Personal information
- Born: October 19, 1925 Mt. Hope, Kansas, U.S.
- Died: March 25, 2014 (aged 88) Poway, California, U.S.
- Listed height: 6 ft 2 in (1.88 m)
- Listed weight: 220 lb (100 kg)

Career information
- High school: Verdugo Hills (CA)
- College: San Jose State
- NFL draft: 1950: 11th round, 141st overall pick

Career history
- San Francisco 49ers (1950);

Career NFL statistics
- Games played: 12
- Games started: 6
- Fumble recoveries: 1
- Stats at Pro Football Reference

= Harley Dow =

American football player (1925–2014)

Harley Duane "Moose" Dow (October 19, 1925 – March 25, 2014) was an American football and coach.
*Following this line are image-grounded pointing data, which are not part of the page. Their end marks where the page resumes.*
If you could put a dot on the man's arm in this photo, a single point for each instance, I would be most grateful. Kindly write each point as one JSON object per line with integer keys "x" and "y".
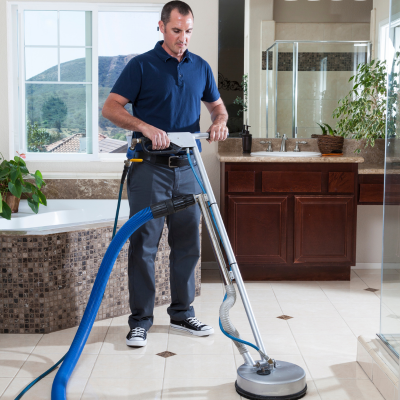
{"x": 114, "y": 111}
{"x": 219, "y": 117}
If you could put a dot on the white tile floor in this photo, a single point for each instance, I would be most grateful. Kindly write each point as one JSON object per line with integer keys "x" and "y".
{"x": 321, "y": 337}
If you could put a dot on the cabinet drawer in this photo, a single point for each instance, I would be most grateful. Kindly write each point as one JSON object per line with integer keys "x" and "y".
{"x": 290, "y": 181}
{"x": 341, "y": 182}
{"x": 241, "y": 181}
{"x": 371, "y": 193}
{"x": 257, "y": 228}
{"x": 324, "y": 229}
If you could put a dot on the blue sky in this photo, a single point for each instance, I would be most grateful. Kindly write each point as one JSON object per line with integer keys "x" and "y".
{"x": 119, "y": 33}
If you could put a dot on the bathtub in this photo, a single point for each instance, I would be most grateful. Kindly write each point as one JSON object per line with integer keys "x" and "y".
{"x": 64, "y": 213}
{"x": 49, "y": 262}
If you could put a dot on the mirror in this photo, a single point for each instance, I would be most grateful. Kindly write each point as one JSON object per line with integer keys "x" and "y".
{"x": 299, "y": 56}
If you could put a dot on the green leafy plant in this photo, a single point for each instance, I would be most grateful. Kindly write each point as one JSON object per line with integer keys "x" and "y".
{"x": 362, "y": 113}
{"x": 243, "y": 101}
{"x": 325, "y": 128}
{"x": 14, "y": 178}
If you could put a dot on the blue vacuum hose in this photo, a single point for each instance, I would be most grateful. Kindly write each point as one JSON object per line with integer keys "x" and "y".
{"x": 58, "y": 391}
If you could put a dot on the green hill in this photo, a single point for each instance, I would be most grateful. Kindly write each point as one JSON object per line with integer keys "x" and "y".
{"x": 74, "y": 95}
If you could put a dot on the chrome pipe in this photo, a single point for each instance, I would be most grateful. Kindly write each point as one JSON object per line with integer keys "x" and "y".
{"x": 229, "y": 250}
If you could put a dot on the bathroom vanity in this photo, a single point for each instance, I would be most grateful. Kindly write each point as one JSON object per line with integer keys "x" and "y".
{"x": 291, "y": 220}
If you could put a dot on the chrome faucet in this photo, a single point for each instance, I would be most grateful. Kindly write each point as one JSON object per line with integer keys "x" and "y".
{"x": 296, "y": 149}
{"x": 283, "y": 144}
{"x": 269, "y": 145}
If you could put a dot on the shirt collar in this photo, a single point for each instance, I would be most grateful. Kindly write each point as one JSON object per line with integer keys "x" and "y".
{"x": 165, "y": 56}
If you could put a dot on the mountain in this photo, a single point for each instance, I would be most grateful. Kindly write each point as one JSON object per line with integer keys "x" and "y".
{"x": 74, "y": 95}
{"x": 75, "y": 71}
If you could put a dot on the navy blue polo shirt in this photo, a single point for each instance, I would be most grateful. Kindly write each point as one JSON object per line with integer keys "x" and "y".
{"x": 166, "y": 93}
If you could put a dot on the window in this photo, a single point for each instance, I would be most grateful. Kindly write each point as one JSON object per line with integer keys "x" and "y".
{"x": 64, "y": 60}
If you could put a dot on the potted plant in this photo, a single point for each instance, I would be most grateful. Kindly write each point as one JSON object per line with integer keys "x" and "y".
{"x": 362, "y": 113}
{"x": 329, "y": 142}
{"x": 14, "y": 181}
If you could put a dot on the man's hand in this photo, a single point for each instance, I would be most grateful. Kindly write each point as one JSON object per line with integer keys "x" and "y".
{"x": 218, "y": 132}
{"x": 158, "y": 137}
{"x": 219, "y": 116}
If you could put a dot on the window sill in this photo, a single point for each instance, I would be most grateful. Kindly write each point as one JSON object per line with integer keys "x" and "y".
{"x": 82, "y": 175}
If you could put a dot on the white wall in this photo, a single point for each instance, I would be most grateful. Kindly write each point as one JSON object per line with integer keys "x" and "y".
{"x": 204, "y": 43}
{"x": 369, "y": 236}
{"x": 381, "y": 14}
{"x": 259, "y": 11}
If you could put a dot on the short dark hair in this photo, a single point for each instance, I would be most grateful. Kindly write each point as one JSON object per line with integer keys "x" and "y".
{"x": 183, "y": 9}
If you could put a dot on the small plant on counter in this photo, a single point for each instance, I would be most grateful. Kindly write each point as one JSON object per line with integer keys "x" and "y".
{"x": 362, "y": 113}
{"x": 325, "y": 128}
{"x": 243, "y": 101}
{"x": 14, "y": 180}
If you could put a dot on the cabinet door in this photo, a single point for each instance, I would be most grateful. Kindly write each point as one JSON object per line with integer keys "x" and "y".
{"x": 257, "y": 228}
{"x": 324, "y": 229}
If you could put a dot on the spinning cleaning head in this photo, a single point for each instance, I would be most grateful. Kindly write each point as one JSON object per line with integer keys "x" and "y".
{"x": 285, "y": 381}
He played at the guard and tackle positions for the San Jose State Spartans (1947–1949) and San Francisco 49ers (1950).

==Early life==
A native of Mt. Hope, Kansas, he attended Verdugo Hills High School in Tujunga, Los Angeles, California. He played tennis, baseball, and basketball at Verdugo Hills. He did not play football, concentrating on basketball. In July, 1943, at age 17, Dow enlisted in the United States Marine Corps.

==San Jose State==
Dow played college football for the San Jose State Spartans from 1947 to 1949. He was co-captain of the 1949 San Jose State Spartans football team that won the conference championship and defeated Texas Tech in the Raisin Bowl. At the end of the 1949 season, he was named to the United Press Little All-Coast football team.
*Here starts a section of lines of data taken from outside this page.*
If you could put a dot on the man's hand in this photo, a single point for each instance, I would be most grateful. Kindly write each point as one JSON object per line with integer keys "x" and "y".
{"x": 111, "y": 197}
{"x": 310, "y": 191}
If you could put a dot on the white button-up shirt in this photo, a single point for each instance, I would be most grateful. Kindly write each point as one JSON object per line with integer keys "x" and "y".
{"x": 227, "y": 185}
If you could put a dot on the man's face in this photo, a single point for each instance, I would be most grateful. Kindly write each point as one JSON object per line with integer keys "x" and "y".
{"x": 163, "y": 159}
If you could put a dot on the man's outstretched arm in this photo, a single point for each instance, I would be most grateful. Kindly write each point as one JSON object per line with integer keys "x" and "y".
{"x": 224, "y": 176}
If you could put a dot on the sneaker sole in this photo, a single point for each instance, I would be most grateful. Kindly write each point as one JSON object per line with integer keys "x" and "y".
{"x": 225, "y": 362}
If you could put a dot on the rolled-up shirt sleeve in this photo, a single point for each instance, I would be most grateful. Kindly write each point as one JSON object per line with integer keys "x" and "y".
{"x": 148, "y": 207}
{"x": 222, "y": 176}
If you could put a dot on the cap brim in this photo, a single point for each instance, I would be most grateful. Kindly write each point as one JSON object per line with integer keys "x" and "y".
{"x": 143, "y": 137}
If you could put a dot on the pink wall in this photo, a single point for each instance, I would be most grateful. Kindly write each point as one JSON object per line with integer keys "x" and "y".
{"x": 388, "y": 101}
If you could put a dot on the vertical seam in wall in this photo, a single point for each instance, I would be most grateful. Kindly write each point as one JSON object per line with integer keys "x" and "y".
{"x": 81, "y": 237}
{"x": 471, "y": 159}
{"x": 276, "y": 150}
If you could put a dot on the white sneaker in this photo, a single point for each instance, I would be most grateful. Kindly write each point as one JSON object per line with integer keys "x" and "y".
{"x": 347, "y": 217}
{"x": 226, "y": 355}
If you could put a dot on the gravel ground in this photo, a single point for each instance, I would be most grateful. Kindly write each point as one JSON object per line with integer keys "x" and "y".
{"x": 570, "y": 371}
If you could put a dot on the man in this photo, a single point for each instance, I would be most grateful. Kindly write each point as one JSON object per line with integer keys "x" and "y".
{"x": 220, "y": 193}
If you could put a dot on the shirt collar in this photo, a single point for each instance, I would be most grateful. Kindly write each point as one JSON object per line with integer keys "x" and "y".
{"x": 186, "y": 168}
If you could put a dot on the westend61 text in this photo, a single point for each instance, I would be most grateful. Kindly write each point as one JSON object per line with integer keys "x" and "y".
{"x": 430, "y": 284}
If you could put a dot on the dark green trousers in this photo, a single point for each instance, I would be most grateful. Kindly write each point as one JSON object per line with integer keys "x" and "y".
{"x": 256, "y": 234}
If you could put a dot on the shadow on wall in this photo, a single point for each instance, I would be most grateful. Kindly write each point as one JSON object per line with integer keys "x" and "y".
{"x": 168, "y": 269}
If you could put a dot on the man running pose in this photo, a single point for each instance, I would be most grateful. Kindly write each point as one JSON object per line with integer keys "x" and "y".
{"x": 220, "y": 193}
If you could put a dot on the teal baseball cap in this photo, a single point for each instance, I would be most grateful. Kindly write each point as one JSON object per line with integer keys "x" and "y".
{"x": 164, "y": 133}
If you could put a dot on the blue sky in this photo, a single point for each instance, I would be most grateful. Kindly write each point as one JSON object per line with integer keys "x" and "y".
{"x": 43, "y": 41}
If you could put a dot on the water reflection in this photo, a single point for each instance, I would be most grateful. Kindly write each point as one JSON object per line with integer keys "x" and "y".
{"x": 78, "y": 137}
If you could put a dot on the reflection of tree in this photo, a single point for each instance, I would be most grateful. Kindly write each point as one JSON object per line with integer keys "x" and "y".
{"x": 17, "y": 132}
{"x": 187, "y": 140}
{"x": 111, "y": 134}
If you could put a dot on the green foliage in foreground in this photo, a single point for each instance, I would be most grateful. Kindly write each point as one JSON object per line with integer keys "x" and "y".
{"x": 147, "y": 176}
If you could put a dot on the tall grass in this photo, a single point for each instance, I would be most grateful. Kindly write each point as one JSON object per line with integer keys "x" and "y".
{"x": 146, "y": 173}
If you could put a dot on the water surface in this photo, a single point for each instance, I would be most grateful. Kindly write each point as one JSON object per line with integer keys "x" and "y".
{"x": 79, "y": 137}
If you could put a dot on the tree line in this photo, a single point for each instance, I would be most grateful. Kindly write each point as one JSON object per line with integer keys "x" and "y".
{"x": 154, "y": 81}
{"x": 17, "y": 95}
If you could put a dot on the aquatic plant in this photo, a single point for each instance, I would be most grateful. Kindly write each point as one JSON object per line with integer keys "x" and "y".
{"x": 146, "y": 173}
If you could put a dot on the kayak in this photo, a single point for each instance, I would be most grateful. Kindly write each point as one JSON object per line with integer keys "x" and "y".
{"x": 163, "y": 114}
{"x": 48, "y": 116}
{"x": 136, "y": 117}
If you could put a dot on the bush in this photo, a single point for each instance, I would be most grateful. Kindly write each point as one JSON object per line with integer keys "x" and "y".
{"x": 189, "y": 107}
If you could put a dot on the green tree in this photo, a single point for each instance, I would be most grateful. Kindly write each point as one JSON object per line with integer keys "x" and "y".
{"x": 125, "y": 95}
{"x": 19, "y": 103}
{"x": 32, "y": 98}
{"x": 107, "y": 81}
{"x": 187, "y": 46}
In 1954, Dow was one of 33 football players included in the inaugural class of the San Jose State Spartans Hall of Fame.

==San Francisco 49ers==
Dow was selected by the San Francisco 49ers in the 11th round (141st overall pick) in the 1950 NFL draft. He played for the 49ers during the 1950 season. He appeared in 12 NFL games, six of them as a starter. He was the only rookie named to the 49ers' starting lineup in 1950.

==Coaching career==
Dow received a bachelor's degree from San Jose State i in 1950 and later received a master's degree from Stanford. later coached football at San Jose Junior College )*SJJC). He was the line coach under Fred Silva from 1956 to 1959 and became head football coach in 1961. He also served as SJCC's head baseball coach starting in 1956 and head track coach in 1956. He also served for many years as golf coach at San Jose City College.

==Later life==
Dow died in 2014 at age 88 in Poway, California.